Fungi are of large numbers and diversity, only a classification of some of the most important plant pathogenic genera is presented here.
They are as follows:
1. Fungus-Like Organisms or Pseudofungi (The ‘Lower Fungi’):
Kingdom – Protozoa:
“Unicellular, plasmodial, colonial, very simple multi-cells, phagotrophic, i.e., feeding by engulfing food.”
Out of four protozoan phyla, namely, Dictyosteliomycota, Acrasiomycota, Myxomycota, and Plasmodiophoromycota, the first two lack plasmodia and are informally called cellular slime moulds and the last two form plasmodia and hence are plasmodial slime moulds. Some members of Plasmodiophoromycota are important pathogens.
Phylum – Plasmodiophoromycota:
Contains a single class, the Plasmodiophoromycetes; obligate endoparasites of plants having minute plasmodia.
Some common pathogens and diseases caused by them are the following:
i. Plasmodiophora brassicae – Clubroot of crucifers
ii. Polymyxa graminis – Parasitic on wheat and other cereals, can transmit plant viruses
iii. Spongospora subterranean – Powdery scab of potato tubers
Kingdom – Stramenophila (Chromista):
“Unicellular or multi-cellular, filamentous or colonial, primarily phototrophic, some with tubular flagellar appendages or with chloroplasts inside the rough endoplasmic reticulum, or both contains the brown algae, diatoms, oomycetes, and some other similar organisms.”
Three chromistan phyla, the Oomycota, the Hyphochytriomycota, and the Labyrinthulomycota have been studied by mycologists. Oomycota contains very important plant pathogenic fungi and is taken here.
Phylum – Oomycota:
“Nonseptate (coenocytic) elongated mycelium, glucans as chief constituent of cell wall, cellulose present in minority, majority of species lack chitin, produce biflagellate zoospores with one tinsel and other whiplash flagellum in zoosporangia, sexual spores (oospores) produced by the contact of morphologically different gametangia called antheridia (male) and oogonia (female) that show gametangial meiosis (i.e., meiosis in nuclei of gametangia).”
The phylum contains a single class, the Oomycetes, with nine orders. Plant pathogenic oomycetes mostly belong to orders Saprolegniales and Peronosporales. A very interesting feature has been found occurring in Oomycetes is “gametangial meiosis” rather than “zygotic “.
The sex organs are diploid and their nuclei undergo meiosis before fertilization resulting in haploid nuclei that fuse forming diploid zygote, i.e., the whole life of the fungus is diploid, the haploid condition prevails only in the antheridial and oogonial nuclei after meiosis. This is why the Oomycetes, in their nuclear life cycles, function more like higher organisms than do any of the other fungi.
Some common pathogens and diseases caused by them are the following:
i. Aphanomyces euteiches – Root rot of peas, radishes, and sugar-beets.
ii. Pythium spp. – Damping off of seedlings, seed decay, root rots, and cottony blight of turf grasses.

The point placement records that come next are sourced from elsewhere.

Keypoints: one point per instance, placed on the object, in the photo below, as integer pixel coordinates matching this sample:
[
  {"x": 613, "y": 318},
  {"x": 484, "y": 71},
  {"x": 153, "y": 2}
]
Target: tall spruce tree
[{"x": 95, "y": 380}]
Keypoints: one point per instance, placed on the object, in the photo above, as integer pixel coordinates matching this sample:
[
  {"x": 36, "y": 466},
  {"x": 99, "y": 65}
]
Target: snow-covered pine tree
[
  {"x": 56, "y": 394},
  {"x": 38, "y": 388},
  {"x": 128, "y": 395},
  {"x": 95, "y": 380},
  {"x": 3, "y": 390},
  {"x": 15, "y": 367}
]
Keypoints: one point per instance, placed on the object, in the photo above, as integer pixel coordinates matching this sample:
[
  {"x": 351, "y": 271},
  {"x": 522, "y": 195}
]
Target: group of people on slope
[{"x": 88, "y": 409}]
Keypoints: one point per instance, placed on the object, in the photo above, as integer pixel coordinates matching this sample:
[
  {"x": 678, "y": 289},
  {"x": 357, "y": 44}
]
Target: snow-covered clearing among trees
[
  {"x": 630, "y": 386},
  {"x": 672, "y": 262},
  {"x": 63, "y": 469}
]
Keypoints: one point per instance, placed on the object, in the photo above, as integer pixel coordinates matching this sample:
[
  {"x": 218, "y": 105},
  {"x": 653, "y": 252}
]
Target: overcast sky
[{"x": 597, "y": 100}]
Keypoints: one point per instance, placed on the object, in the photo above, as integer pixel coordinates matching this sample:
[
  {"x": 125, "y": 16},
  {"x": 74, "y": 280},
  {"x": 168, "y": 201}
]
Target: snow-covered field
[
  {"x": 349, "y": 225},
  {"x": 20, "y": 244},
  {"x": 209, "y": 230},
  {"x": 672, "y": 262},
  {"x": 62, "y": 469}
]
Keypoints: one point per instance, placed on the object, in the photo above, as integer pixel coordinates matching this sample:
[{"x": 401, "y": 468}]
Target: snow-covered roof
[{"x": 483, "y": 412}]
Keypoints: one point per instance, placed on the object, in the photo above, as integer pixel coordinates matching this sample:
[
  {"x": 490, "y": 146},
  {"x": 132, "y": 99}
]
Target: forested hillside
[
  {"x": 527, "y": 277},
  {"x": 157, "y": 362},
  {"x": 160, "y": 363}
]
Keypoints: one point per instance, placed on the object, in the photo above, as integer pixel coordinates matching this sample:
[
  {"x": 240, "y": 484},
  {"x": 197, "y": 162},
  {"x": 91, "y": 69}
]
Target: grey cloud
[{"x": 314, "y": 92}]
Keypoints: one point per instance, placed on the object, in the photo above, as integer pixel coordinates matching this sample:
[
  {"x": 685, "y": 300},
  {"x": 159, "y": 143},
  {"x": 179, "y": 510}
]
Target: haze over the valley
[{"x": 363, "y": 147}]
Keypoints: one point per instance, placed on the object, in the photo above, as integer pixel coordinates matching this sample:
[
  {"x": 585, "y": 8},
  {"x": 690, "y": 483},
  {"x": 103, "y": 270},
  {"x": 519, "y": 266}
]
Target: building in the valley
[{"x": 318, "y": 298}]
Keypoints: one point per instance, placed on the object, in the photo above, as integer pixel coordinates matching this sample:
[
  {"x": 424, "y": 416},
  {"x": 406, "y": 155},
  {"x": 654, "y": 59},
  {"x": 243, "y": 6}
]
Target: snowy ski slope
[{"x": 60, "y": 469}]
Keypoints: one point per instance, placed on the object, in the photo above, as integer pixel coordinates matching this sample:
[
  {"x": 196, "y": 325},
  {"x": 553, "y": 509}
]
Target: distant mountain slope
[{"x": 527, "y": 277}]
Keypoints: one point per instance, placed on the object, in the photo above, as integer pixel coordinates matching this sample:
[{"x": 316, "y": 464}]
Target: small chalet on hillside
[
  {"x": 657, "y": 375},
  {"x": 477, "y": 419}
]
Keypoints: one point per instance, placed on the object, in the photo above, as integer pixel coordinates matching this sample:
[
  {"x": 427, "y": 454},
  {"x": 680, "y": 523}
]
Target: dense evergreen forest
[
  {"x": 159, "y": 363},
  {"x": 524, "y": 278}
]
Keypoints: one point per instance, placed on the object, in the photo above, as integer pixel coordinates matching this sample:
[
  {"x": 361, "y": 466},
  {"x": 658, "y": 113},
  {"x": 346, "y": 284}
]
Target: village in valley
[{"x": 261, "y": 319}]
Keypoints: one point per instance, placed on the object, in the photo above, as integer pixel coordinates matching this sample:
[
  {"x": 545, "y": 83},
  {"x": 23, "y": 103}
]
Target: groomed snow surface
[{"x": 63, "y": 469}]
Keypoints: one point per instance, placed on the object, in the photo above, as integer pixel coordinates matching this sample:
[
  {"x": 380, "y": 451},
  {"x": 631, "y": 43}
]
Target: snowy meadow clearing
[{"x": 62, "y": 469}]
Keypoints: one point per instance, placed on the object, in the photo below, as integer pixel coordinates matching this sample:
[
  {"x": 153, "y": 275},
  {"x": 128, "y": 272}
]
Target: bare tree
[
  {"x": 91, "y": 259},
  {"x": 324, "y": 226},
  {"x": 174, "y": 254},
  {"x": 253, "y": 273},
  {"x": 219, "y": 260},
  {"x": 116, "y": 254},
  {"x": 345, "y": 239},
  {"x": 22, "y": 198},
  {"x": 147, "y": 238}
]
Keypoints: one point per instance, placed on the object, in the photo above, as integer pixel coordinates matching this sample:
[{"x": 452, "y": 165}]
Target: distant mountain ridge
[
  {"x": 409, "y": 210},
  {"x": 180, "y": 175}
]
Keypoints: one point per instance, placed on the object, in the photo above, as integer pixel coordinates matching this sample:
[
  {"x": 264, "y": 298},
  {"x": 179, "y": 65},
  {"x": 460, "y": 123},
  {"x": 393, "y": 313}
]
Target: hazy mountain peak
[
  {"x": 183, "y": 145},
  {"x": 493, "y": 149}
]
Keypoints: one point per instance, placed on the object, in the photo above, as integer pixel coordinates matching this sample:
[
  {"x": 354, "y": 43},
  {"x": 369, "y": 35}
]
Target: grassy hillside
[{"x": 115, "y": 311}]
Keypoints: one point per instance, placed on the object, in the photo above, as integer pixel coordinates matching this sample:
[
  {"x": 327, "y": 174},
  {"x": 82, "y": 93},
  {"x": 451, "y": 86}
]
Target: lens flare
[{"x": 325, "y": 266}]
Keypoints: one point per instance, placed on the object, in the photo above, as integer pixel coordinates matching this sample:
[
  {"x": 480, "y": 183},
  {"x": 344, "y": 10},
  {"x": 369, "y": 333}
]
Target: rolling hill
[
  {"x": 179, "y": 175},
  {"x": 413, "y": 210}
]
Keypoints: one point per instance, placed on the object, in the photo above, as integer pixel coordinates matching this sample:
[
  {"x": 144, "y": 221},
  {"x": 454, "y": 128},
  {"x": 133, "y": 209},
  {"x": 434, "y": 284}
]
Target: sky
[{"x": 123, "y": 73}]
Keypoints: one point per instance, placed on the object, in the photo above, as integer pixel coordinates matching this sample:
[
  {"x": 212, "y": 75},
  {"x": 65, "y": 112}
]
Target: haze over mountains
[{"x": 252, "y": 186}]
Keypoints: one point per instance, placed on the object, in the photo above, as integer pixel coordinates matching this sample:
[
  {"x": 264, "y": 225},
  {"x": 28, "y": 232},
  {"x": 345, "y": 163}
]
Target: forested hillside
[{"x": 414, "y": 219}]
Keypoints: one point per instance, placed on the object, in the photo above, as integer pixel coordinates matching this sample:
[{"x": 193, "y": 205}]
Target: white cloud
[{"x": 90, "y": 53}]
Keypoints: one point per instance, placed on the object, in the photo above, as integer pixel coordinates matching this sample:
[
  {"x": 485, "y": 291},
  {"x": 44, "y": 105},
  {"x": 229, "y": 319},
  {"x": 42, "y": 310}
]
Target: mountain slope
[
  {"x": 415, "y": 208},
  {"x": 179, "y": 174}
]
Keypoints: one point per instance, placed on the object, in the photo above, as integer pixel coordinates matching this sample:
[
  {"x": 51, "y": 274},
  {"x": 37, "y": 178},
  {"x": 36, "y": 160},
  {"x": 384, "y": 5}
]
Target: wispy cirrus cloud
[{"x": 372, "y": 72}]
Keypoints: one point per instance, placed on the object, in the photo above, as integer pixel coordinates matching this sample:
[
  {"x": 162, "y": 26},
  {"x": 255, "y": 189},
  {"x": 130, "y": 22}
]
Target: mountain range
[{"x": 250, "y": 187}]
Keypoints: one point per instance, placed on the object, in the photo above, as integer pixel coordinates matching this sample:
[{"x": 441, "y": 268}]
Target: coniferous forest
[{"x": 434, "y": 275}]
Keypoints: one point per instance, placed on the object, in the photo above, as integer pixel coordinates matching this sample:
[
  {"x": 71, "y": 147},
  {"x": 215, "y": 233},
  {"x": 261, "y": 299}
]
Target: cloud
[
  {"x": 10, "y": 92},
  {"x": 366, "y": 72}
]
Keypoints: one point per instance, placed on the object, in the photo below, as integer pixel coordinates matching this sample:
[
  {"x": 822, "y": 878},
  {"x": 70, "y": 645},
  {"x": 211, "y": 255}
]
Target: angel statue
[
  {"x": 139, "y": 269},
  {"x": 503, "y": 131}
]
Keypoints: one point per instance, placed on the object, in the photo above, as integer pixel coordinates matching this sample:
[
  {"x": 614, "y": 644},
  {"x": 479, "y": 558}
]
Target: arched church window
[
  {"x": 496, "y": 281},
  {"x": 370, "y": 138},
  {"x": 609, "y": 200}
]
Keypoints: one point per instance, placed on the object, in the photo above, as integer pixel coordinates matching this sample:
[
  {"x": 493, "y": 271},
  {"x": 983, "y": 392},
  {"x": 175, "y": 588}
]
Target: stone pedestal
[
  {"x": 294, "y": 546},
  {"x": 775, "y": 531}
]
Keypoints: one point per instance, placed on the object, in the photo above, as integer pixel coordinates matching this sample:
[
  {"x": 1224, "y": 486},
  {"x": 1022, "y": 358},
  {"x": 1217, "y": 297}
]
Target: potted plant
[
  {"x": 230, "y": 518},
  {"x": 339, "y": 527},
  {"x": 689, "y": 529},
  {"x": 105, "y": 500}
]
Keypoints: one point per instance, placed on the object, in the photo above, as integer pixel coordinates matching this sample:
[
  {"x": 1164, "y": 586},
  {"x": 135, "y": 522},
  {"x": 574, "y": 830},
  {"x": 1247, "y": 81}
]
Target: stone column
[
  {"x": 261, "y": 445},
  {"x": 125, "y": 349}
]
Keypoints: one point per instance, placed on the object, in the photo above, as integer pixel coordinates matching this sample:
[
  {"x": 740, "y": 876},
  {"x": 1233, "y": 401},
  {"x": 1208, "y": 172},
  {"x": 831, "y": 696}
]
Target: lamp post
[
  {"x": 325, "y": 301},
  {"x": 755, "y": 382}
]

iii. Phytophthora infestans – Late blight of potato.
iv. Phytophthora cinnamomi – Root rot of trees and shrubs.
v. Phytophthora megasperma – Root rot of vegetable crops and trees.
vi. Phytophthora palmivora – Black pod of cocoa.
vii. Phytophthora parasitica – Black shank of tobacco.
viii. Plasmopara viticola – Downy mildew of grape.
ix. Peronospora parasitica – Downy mildew of Brassica.
x. Peronospora pisi (P. viciae) – Downy mildew of pea and other legumes.
xi. Peronospora tabacina – Blue mould of tobacco.
xii. Bremia lactucae – Downy mildew of lettuce.
xiii. Pseudoperonospora cubensis – Downy mildew of cucurbits.
xiv. Peronosclerospora philippinensis – Downy mildew of maize (corn).
xv. Peronosclerospora sacchari – Downy mildew of maize (in tarai area of U.P. and around Delhi), and sugarcane.
xvi. Peronosclerospora sorghi – Downy mildew of sorghum (jowar).
xvii. Sclerospora graminicola – Downy mildew (green ear) of pearl millet (bajra).
xviii. Sclerophthora rayssiae – Brown stipe downy mildew of maize (corn).
xix. Albugo Candida – White rust (white blisters) of crucifers.
2. The True Fungi (The ‘Higher Fungi’):
Kingdom – Fungi:
“Achlorophyllous (heterotrophic absorptive organisms), typically mycelial (sometimes unicellular as in yeasts), walls chiefly contain chitin.”
There are four phyla, the Chytridiomycota, the Zygomycota, the Ascomycota, and the Basidiomycota. An informal category, the mitosporic fungi (Deuteromycetes), members of which lack sexual phase and have not yet been assigned to taxa in the formal system of classification.
I. Phylum – Chytridiomycota:
The phylum consists of a single class, the Chytridiomycetes. “Each of the zoospores or planogametes possesses a single, posteriorly placed, whiplash (smooth) flagellum.”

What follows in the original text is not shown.